According to the latest analysis by London lettings and estate agent Benham and Reeves, London has experienced the most significant improvement in rental affordability over the past five years, despite remaining the least affordable city for renters in England. This finding emerges from an analysis of ONS data comparing rents to income across different English regions from 2017 to 2022.
The study shows that across England, the average rent is £795 per month, and with average earnings at £3,050, renters are spending 26% of their monthly income on rent. Notably, this proportion has remained consistent since 2017, offering a glimmer of stability in rental market affordability.
In London, the percentage of income spent on rent has decreased from 50% in 2017 to 35% in 2022. This improvement is attributed to a reduction in average rent from £1,495 to £1,450, coupled with an increase in average monthly income from £2,975 to £4,155.

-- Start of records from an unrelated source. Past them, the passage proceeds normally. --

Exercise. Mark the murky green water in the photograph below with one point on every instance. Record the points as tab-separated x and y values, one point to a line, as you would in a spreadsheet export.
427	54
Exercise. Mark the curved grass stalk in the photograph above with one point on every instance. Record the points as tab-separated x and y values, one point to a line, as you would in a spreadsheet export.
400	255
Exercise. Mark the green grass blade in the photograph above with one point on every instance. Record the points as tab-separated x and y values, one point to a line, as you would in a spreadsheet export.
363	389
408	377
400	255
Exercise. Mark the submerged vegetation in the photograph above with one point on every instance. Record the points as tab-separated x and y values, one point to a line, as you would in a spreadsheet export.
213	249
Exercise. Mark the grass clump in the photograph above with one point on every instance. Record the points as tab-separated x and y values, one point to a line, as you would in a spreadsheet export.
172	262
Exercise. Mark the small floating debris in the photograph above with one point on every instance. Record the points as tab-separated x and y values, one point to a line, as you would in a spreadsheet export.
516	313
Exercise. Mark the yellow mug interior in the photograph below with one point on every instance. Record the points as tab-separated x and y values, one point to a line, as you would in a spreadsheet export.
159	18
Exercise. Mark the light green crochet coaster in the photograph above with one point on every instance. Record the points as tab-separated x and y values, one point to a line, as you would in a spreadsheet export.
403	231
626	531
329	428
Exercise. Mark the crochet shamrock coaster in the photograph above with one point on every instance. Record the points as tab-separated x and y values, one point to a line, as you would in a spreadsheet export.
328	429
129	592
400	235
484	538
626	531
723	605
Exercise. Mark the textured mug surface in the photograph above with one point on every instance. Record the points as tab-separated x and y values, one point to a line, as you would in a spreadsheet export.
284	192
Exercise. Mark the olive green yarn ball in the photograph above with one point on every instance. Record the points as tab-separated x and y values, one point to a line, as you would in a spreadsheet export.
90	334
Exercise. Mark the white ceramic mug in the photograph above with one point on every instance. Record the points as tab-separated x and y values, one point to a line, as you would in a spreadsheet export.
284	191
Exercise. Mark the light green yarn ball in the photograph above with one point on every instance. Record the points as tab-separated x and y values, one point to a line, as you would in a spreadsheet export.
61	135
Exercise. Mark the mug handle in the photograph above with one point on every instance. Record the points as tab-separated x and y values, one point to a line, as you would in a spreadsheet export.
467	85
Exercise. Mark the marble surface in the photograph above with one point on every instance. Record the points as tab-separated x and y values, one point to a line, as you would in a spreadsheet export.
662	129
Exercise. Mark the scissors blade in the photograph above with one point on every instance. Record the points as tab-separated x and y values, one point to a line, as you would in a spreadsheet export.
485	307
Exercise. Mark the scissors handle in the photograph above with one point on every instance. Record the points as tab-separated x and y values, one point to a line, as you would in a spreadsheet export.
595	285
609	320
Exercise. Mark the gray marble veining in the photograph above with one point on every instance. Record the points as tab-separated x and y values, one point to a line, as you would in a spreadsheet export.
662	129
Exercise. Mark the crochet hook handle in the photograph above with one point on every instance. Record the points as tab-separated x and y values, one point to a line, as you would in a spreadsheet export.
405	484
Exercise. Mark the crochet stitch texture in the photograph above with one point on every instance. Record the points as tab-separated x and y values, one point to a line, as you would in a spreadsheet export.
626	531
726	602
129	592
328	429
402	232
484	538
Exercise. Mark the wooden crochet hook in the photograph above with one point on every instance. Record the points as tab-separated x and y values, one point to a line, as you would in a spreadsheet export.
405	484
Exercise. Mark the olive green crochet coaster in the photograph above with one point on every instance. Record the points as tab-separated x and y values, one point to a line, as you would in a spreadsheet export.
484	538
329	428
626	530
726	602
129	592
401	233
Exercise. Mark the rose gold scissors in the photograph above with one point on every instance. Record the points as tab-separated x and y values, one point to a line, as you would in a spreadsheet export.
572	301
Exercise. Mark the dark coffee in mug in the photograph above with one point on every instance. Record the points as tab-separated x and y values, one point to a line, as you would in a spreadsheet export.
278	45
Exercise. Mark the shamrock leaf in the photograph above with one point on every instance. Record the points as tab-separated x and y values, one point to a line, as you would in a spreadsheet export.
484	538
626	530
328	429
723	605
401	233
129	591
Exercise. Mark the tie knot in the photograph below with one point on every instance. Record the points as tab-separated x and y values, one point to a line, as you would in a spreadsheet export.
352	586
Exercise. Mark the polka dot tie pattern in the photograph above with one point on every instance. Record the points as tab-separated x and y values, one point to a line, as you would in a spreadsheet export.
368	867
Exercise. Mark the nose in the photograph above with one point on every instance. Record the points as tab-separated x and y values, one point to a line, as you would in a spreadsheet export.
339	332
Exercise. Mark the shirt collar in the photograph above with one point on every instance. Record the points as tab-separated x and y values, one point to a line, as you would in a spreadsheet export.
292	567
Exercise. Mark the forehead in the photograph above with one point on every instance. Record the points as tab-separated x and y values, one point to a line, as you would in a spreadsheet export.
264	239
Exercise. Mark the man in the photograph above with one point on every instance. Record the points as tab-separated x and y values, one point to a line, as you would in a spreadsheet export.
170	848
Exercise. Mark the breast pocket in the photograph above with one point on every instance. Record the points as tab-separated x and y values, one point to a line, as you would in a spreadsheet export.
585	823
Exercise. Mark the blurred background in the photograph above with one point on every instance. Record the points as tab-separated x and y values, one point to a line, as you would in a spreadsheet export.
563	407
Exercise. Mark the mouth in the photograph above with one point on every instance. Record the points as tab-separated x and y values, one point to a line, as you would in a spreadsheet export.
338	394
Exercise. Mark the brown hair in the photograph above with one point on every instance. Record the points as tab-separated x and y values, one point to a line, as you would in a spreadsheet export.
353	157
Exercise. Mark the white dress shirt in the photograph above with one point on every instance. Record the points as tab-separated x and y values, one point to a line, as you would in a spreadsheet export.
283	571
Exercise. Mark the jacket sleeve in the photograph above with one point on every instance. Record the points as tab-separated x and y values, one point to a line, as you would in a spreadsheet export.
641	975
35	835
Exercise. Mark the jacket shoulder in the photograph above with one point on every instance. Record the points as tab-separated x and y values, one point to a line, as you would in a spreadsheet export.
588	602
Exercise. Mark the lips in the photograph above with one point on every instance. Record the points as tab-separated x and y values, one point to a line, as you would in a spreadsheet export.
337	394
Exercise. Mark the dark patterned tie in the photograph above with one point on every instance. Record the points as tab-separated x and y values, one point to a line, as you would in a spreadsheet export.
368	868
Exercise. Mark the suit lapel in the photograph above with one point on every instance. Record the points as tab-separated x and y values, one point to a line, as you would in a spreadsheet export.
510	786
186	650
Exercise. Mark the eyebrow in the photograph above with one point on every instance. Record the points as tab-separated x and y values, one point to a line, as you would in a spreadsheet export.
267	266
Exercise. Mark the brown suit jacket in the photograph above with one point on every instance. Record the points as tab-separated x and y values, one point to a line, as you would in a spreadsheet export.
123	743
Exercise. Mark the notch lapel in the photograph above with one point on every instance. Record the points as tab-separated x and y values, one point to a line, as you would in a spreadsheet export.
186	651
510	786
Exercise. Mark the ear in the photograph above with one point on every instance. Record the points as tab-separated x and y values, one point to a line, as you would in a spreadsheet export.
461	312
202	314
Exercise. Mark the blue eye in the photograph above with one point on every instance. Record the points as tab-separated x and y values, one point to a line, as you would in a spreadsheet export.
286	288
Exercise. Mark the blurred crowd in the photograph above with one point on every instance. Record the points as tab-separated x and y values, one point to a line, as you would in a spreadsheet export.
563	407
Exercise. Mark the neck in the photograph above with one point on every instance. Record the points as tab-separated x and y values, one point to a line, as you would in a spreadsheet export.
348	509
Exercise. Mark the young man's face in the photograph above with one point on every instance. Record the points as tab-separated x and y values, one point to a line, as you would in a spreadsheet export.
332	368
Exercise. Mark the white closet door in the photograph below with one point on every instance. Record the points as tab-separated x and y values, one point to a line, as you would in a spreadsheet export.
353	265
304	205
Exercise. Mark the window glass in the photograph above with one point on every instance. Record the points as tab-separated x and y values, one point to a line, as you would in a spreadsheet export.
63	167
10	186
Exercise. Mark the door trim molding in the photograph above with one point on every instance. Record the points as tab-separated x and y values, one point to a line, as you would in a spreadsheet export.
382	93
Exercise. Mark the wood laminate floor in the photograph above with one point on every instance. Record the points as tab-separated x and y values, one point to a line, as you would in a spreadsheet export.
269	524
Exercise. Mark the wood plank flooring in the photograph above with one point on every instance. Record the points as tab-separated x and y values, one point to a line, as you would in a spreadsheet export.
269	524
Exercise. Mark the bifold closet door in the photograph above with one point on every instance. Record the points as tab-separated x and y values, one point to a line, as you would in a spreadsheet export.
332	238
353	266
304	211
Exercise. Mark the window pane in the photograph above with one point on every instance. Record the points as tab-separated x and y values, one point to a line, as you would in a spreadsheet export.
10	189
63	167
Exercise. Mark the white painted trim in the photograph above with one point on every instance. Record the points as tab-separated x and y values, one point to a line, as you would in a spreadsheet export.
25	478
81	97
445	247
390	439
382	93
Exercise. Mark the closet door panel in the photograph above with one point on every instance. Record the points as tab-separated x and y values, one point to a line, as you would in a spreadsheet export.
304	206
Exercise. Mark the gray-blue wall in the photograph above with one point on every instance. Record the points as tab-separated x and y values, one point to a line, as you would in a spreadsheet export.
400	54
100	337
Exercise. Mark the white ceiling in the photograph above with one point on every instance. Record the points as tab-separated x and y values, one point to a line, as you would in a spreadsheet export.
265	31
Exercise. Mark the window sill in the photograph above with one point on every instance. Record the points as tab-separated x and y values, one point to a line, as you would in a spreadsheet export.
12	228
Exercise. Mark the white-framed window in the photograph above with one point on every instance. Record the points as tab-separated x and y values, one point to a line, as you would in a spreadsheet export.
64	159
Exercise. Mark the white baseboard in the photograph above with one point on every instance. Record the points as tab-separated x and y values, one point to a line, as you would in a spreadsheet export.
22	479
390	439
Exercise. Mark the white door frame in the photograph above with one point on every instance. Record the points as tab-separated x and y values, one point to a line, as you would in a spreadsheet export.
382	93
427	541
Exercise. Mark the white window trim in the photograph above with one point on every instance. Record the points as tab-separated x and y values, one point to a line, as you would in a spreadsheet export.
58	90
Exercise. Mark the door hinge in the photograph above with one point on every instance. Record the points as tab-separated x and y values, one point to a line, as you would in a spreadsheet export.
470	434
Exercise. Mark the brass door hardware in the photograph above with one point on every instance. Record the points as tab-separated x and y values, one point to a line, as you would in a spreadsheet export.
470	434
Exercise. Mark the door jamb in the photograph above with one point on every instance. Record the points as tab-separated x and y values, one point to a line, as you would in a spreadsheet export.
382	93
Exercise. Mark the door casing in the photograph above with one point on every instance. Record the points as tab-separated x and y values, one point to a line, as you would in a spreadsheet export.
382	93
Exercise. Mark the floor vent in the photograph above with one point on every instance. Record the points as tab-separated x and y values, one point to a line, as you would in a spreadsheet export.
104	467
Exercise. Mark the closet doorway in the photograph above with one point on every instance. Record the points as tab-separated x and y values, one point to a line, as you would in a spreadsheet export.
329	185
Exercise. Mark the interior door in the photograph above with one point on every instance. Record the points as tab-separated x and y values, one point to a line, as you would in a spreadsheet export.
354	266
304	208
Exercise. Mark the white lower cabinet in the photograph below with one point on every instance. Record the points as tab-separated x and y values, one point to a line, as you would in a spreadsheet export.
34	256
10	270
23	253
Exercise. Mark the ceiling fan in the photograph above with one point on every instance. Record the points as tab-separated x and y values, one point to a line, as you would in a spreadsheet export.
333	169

Other regions showing improved rental affordability include the East of England, where the income proportion required for rent dropped by 4%, and Yorkshire and the Humber, the North West, South West, and East Midlands, each seeing a 1-2% reduction.
However, rental affordability has worsened in some areas. The West Midlands, South West, and North West experienced increases in the proportion of income needed for rent, although these areas still remain close to the national average.
Marc von Grundherr, Director of Benham and Reeves, reflects on these findings: “Rental market affordability has long been a problem for the nation’s renters and while the percentage of income required to cover the cost of renting may have fallen across a number of regions, it certainly won’t feel like the challenge of renting has become any more affordable.”
He adds, “Yes, an increase in earnings may have helped to an extent, but many have not benefited from this increase. Furthermore, with the cost of renting climbing in almost every region and the Government’s policies deterring landlords, the pressure on tenant finances is increasing. This reduction in available rental stock is driving up renting costs, a trend that shows no sign of easing.”